Purpose-scoped ADK agents for SDC4 data operations
Project description
SDC Agents
Purpose-scoped ADK agents for producing SDC4-compliant data artifacts from existing datastores.
What is SDC Agents?
SDC Agents is an open-source suite of nine purpose-scoped agents built on Google's Agent Development Kit (ADK) that transform data from SQL databases, CSV files, and JSON sources into validated, multi-format SDC4 artifacts — without requiring the user to write XML, RDF, or GQL by hand.
Each agent is an ADK LlmAgent with a narrowly scoped BaseToolset, auditable activity, and enforced isolation boundaries. No single agent can reach across scope boundaries — a compromised or misbehaving agent has blast radius limited to its purpose.

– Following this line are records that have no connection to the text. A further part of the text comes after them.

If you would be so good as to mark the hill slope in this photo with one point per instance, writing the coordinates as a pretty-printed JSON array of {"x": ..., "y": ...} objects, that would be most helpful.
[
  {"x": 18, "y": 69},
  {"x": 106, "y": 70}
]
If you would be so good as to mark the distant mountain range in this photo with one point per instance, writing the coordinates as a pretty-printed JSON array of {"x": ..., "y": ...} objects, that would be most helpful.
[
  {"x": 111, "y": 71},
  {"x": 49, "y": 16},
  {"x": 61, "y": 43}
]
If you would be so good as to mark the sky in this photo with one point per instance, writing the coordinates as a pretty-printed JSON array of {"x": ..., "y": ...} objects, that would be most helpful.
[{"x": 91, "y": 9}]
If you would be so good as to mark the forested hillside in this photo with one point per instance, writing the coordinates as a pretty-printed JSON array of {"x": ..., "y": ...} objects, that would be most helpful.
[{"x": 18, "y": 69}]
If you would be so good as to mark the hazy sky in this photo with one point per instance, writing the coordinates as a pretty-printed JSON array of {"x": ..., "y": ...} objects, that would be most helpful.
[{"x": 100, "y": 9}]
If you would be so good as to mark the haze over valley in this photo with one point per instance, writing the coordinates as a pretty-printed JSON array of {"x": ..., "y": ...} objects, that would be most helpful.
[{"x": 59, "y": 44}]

MCP compatibility: Each toolset can also be exported as an MCP server for framework-agnostic integration with non-ADK clients.
Architecture: Nine Agents
| Agent | Purpose | Network | Datasource Access |
|---|---|---|---|
| Catalog Agent | Discover published SDC4 schemas and download artifacts from SDCStudio | HTTPS (optional token auth) | None |
| Introspect Agent | Examine customer datasources and extract structure (read-only) | None | Read-only |
| Mapping Agent | Suggest and manage column-to-component mappings | None | None |
| Generator Agent | Produce SDC4 XML instances from mapped data | None | Read-only |
| Validation Agent | Validate and sign XML instances via VaaS API | HTTPS (token auth) | None |
| Distribution Agent | Route artifact packages to customer-local destinations | Customer-local only | None |
| Knowledge Agent | Ingest customer context (CSV, JSON, TTL, Markdown, PDF, DOCX) into vector store | None | Read-only (files) |
| Assembly Agent | Discover components, propose hierarchies, assemble published models | HTTPS (Assembly API) | None |
| Semantic Discovery Agent | Search Vertex AI Search for SDC4 resources (ADK-only) | GCP (Vertex AI Search) | None |
Security Principles
- No agent has both datasource access and network access
- Read-only datasource access — no agent can write to customer data
- Tools are declarative Python functions — ADK derives schemas from type hints and docstrings
- Structured audit log — every tool call logged with agent, tool, inputs, outputs, timestamp
- No credential sharing — each
BaseToolsetreceives only its own credential scope - Fail closed — errors are returned, never retried with escalated privileges
IEEE 7000-2021 Alignment
SDC Agents is designed consistent with IEEE 7000-2021 Value-based Engineering principles for ethical autonomous system design:
- Transparency — append-only structured audit log records every tool invocation with agent, tool, inputs, outputs, timestamp, and duration
- Traceability — all inter-agent handoffs are inspectable files on disk (
.sdc-cache/), not opaque in-memory calls - Harm minimization — purpose-scoped isolation ensures no single agent can access both customer datasources and external networks; blast radius is confined to each agent's scope
- Stakeholder value preservation — SDC4's curated, constraint-based semantic model (
xsd:restrictiononly, immutable schemas) encodes data integrity and endurance as system-level guarantees, not optional features
Data Flow
Agents communicate through files on disk, not direct calls. Every handoff is an inspectable, version-controllable artifact:
Catalog Agent → .sdc-cache/schemas/ ─┐
Introspect Agent → .sdc-cache/introspections/ ─┤
▼
Mapping Agent → .sdc-cache/mappings/
▼
Generator Agent → ./sdc-output/*.xml
▼
Validation Agent → ./sdc-output/*.pkg.zip
▼
Distribution Agent → customer destinations
SDCStudio API Dependencies
SDC Agents consumes two sets of endpoints from SDCStudio:
- Catalog API (public, optional token auth) — schema discovery, component trees, skeleton templates, schema-level RDF, reference ontologies
- VaaS API (token auth) — XML validation, signing, artifact package generation
Authenticated Catalog Lookups: When an API key is provided, catalog search results are filtered according to the Modeler's project preferences configured in SDCStudio. If the Modeler's
prj_filtersetting is enabled (the default), results are scoped to their default project. Without an API key, the catalog returns all published public schemas. This means the samecatalog_list_schemastool returns personalized results for authenticated users and broad results for anonymous browsing, with no change to the tool interface.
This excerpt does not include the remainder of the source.